Kadang-kadang aku merasa
diriku orang yang terlalu kaku. Dari dulu aku mempunyai tipe pasangan ideal
yang menurutku bisa membuatku nyaman. Namun sayangnya aku masih salah
menentukan tipe, karena yang selama ini menjadi fokusku adalah tampilan kasat
matanya. Karenanya suatu kali aku terjerumus...
Adalah seorang – katakanlah – muridku. Kebetulan aku
pernah mengajar di sebuah lembaga pendidikan non formal, sesuai latar belakang
pendidikanku di bidang pengajaran. Murid itu, sebutlah namanya Bara, sepertinya
memang tipe laki-laki “keukeuh” kalau
sudah punya mau. Aku sempat sedikit terganggu dengan metode pendekatannya yang
menurutku agak membabi buta. Mengantar jemputku adalah sebuah kewajiban
baginya. Padahal mulanya aku menolak mentah-mentah. Tapi dia tidak pernah kecil
hati sampai akhirnya hatiku luluh dan menerima tawaran itu. Maksudku hanya
sekali itu, untuk membuatnya senang saja. Tapi yang sekali itu malah membuatnya
menjadi berada diatas angin untuk kemudian selalu menawari jasa ojeknya setiap
pulang, bahkan mengantarku kemanapun aku ingin pergi.
Hal lain yang membuatku sedikit jengah adalah
kebiasaannya memujiku. Pujian itu kadang-kadang berlebihan. Aku sering
menanggapinya dingin, bahkan terkadang membantahnya. Karenanya suatu kali dia
bertanya kenapa sepetinya aku tidak senang kalau dia memujiku. Aku bilang bukannya
tidak suka, tapi kalau sering-sering jadi basi. Ternyata dia menyamaratakan
semua wanita. Dianggapnya semua wanita senang dipuji, apalagi yang agak
berlebih. Hmmm..., dia belum tahu siapa aku... Tapi selain semua sikap
kekanak-kanakan yang dimilikinya, ternyata aku menemukan satu sifat ngemong pada dirinya. Mungkin karena dia
anak sulung sedangkan aku anak bungsu, jadi klop lah....
Satu
hal yang harus kuakui tentang dirinya, dia adalah cowok yang punya tipe yang
selama ini aku hindari: tinggi, kurus, putih, tampang cute, gaya funky (memakai
rantai-rantai tak jelas, gelang cowok dan sebagainya), dan – ini dia yang
paling parah – lebih muda, 4 tahun pula. Yah.., memang yang namanya perasaan tidak
bisa berpatokan pada teori. Memang sih pada akhirnya hubungan kita tidak
berlanjut karena dia yang merasa “terlalu beda dan terlalu jauh” denganku. Tapi
dalam hidup, kita bisa saja bilang suka seseorang seperti ini-itu dan sebagainya,
tapi ketika hati sudah terpaut, kita bisa saja mendapat seseorang yang bertolak
belakang dari yang kita bilang.
Aku
jadi ingat cerita salah seorang dosenku dulu. Dia cerita, dulu sebelum menikah,
dia punya daftar yang sangat panjang untuk persyaratan bagi wanita yang akan
menjadi pasangan hidupnya nanti, harus begini, harus begitu, dan sebagainya.
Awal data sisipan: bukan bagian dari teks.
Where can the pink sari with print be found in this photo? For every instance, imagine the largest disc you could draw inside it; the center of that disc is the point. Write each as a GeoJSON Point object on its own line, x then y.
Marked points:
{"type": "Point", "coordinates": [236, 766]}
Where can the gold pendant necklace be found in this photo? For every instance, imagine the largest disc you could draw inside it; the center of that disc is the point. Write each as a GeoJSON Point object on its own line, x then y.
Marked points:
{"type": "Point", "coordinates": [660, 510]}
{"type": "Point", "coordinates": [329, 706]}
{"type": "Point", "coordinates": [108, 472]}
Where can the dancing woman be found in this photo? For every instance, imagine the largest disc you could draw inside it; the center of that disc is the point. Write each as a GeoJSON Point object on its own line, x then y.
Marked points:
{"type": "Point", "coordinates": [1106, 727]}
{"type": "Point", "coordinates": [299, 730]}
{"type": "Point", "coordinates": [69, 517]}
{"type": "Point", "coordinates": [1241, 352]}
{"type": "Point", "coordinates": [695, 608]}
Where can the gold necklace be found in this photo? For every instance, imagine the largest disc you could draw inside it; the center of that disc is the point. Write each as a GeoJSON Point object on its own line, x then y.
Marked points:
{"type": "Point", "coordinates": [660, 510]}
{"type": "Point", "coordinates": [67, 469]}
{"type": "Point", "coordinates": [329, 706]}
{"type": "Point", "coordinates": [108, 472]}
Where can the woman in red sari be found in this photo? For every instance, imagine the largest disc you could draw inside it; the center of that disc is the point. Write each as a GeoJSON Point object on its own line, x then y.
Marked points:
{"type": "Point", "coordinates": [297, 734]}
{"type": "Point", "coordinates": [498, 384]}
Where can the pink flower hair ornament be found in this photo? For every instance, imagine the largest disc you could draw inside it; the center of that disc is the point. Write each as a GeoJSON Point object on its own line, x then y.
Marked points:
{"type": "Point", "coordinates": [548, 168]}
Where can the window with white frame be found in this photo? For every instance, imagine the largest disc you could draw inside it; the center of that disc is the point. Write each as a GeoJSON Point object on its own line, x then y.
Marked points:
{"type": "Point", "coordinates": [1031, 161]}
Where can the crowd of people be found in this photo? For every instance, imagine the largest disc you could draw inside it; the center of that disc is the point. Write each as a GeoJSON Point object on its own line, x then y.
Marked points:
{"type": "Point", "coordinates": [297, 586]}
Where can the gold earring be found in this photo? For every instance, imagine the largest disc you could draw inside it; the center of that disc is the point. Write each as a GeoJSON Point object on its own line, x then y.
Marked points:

Tapi sekarang setelah akhirnya mendapat jodoh, dari semua daftar itu, hanya
satu yang terpenuhi, dan itu adalah….WANITA… Kontan seluruh isi kelas tertawa
terbahak-bahak... Ternyata dalam daftarnya itu tertulis wanita, putih,
langsing, hidung bangir, bibir merah delima, rambut mayang terurai, suara
lembut, kulit halus, senyum indah, berlesung pipi, patuh, malu-malu kucing, dan
sebagainya, tapi nyatanya dia mendapat istri yang tipikalnya seperti ‘kucing
hitam betina yang sedang hamil’…, hahaha….
Namun
cerita konyol tapi nyata itu sangat memberiku inspirasi untuk sadar bahwa kita
boleh saja punya segudang daftar tipe pasangan ideal, tapi yang namanya hidup,
mati, rejeki dan jodoh, sudah ditetapkan dalam “kontrak hidup” kita dengan
Tuhan sebelum kita lahir, sehingga yang seperti apapun yang kita dapatkan,
berarti itulah yang kita sepakati dalam “kontrak hidup” itu.